Allow to extend X509 extensions

[kylekatarnls]

the X509ExtensionTest.php file below is an example of the goal I try to achieve with this pull-request:

Have custom extensions (as per RFC 3280) with some meta-data to be ASN1-encoded alongside with extensions natively supported by phpseclib.

From what I could try until now, without this little change, the ASN1 encoder has no way to know the structure of an extension if it's not in the list of supported ones.

[terrafrost]

I'll try to take a look at this and your other PRs this weekend - thanks for all your work!!

[terrafrost]

So I guess one thing I'm wondering is... why use a trait if it's only going to be used by one file?

This could also be extended to CSR's, CRL's, etc, by making use of the private function &extensions(&$root, $path = null, $create = false) method.

That said, this does (at least currently for X509) eliminate the need for the obnoxious resigning that is currently required, which I like!:

https://phpseclib.com/docs/x509#example-custom-extensions

It might not be a bad idea to throw an exception if an extension is already registered in registerExtension. eg. do an if (isset(self::$extensions[$id])) { throw \RuntimeException('Extension ' . $id . ' has already been defined'); } or some such.

Otherwise, I like it!

I'll hold off for merging for the time being to let you make these changes.
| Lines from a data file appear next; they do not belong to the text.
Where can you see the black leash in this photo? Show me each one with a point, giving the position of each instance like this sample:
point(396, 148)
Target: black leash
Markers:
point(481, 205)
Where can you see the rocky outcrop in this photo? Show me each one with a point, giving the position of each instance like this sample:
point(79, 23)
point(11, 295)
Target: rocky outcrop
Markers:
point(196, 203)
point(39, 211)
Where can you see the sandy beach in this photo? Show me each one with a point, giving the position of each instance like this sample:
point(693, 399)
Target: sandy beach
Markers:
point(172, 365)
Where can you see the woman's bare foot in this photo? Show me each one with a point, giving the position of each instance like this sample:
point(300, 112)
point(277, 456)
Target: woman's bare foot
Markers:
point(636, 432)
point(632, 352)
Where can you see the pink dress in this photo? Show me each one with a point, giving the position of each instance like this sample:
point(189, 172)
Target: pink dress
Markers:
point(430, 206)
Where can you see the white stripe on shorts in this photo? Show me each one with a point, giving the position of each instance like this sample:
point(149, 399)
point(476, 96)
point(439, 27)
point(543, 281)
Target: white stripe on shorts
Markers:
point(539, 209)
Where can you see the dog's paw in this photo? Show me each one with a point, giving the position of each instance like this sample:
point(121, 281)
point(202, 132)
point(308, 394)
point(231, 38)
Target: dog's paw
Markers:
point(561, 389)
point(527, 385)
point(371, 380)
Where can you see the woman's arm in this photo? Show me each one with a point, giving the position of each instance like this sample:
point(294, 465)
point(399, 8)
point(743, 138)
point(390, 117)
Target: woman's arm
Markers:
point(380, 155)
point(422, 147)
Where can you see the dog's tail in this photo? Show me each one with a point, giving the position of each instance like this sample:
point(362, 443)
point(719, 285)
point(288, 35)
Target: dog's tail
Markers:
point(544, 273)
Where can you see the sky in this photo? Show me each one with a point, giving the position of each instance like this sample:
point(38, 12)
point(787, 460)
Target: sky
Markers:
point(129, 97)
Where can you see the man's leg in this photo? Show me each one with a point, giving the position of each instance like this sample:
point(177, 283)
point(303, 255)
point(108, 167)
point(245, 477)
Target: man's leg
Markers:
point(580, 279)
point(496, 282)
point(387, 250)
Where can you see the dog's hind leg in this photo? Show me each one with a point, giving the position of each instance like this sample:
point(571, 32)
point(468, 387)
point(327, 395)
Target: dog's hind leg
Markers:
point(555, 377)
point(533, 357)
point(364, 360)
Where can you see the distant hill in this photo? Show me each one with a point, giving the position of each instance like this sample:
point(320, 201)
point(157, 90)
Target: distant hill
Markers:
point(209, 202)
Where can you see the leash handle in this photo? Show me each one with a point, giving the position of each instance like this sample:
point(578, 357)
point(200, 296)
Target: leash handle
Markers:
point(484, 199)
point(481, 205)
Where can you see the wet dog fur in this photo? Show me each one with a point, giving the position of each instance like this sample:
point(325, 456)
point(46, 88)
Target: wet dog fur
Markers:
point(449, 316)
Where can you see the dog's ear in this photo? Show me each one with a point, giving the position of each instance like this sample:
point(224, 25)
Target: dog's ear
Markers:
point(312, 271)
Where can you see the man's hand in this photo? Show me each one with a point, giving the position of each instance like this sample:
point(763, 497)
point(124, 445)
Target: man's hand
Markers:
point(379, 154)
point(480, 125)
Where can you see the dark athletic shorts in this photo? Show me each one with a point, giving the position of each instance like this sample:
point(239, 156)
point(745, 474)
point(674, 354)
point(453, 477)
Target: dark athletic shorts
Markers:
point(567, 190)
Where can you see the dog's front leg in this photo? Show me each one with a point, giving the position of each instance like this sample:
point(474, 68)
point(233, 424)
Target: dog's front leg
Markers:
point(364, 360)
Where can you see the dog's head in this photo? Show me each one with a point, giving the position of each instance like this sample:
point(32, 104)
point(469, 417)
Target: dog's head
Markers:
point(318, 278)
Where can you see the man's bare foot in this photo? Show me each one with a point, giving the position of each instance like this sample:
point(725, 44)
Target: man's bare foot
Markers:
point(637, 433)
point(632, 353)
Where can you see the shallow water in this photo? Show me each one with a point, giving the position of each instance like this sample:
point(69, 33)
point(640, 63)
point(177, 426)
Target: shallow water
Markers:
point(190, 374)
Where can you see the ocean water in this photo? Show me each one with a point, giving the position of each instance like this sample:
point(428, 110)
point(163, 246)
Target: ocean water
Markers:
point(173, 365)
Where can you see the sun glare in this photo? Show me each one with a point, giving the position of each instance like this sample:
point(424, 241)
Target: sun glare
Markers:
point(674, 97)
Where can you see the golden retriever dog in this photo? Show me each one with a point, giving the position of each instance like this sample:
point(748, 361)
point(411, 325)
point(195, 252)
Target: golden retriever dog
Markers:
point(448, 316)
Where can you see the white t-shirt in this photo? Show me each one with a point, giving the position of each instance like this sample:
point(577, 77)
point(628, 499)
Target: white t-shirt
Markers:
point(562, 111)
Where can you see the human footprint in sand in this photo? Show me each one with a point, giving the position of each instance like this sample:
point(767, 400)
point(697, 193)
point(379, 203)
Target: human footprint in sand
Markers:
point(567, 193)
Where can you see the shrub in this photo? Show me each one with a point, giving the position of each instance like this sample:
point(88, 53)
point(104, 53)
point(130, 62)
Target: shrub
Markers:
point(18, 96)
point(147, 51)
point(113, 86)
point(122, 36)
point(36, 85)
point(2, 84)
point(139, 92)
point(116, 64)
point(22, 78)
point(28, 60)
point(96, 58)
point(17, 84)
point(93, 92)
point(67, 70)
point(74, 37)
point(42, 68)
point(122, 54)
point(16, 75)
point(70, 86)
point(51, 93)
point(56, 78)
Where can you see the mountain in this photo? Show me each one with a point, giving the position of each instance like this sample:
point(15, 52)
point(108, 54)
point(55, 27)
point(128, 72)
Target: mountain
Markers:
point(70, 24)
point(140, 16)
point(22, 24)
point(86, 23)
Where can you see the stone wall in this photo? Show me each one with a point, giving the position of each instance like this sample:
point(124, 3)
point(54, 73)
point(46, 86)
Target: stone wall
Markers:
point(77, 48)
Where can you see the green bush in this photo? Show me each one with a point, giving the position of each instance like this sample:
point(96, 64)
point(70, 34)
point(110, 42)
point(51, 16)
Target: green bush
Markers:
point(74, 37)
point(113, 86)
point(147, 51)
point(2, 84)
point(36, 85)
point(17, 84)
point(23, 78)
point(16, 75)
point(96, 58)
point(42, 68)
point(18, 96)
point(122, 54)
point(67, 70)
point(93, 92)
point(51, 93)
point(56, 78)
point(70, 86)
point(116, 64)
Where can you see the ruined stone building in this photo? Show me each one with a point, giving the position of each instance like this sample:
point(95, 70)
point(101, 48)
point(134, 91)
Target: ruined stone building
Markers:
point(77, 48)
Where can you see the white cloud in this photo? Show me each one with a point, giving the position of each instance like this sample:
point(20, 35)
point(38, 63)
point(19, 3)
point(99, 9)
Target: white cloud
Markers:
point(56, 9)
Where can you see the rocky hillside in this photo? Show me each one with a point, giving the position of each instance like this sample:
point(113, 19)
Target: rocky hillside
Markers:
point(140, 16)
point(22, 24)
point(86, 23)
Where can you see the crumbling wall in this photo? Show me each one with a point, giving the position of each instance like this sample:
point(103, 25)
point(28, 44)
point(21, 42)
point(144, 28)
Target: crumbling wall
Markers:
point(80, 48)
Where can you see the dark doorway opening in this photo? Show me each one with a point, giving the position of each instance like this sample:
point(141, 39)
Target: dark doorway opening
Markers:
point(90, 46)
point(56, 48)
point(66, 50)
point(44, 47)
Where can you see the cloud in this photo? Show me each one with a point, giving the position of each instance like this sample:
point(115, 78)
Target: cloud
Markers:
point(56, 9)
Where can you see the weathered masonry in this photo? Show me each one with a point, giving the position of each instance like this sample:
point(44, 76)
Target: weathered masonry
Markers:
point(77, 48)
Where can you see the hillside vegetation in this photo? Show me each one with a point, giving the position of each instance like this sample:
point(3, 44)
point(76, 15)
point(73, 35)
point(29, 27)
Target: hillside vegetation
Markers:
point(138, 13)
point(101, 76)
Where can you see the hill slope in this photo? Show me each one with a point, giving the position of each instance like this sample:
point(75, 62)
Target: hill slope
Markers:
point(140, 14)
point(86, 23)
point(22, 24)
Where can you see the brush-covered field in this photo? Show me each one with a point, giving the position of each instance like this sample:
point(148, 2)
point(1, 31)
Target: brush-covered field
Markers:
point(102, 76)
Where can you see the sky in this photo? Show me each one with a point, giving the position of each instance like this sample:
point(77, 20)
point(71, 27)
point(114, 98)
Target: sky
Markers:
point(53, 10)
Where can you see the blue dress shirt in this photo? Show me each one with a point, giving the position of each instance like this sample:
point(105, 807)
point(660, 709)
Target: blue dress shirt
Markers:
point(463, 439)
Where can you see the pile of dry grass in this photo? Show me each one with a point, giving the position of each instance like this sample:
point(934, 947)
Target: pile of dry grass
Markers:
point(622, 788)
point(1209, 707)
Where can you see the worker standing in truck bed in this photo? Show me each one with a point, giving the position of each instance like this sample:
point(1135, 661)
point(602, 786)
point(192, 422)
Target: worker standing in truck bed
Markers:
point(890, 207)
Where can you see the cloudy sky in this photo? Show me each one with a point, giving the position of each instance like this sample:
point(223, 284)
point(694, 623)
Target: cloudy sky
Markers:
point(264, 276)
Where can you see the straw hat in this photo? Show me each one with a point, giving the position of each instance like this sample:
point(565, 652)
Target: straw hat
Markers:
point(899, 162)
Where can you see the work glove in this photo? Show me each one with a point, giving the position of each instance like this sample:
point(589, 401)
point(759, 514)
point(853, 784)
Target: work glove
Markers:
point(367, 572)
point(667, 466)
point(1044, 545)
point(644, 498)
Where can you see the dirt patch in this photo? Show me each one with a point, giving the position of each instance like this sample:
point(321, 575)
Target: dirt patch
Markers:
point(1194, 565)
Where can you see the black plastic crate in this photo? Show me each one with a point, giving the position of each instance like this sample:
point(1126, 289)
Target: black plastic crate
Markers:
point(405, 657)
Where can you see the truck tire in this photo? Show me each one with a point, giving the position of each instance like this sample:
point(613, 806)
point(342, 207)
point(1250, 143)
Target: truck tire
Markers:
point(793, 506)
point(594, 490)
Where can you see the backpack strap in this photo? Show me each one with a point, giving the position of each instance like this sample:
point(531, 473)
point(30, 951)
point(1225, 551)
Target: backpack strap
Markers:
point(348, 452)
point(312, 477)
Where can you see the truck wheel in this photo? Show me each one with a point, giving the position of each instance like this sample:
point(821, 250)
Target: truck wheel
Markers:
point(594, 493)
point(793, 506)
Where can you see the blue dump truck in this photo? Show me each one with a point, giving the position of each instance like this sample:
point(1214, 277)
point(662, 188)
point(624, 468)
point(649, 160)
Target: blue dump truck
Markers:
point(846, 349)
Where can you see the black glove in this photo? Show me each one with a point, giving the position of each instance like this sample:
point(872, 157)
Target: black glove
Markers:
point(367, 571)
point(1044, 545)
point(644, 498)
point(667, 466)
I suppose I could make them myself but it'd make my life easier if you could do them 😅

[kylekatarnls]

I made a trait, because the extensions arrays and setters are standalones, applicable on similar extendable mappings, and to avoid bloating much more the X509.php. But I see it's yet very big, maybe you don't care too much about splitting responsibilities?

About the exception. I would be fully agree if ASN1::$oids (and so $extensions) were not static. So it would be fair you handle an instance and can't register twice on it. But in the many contexts it can apply, to work with a custom extension you would have no choice to register it globally. If 2 libraries foo and bar implements the same custom extension (following the same specifications) they will work smoothly using only one or the other in an application but not both if an exception is thrown while they would actually be compatible (assuming those libraries have more code to run after the registerExtension() call, user-land will have no way to properly catch it.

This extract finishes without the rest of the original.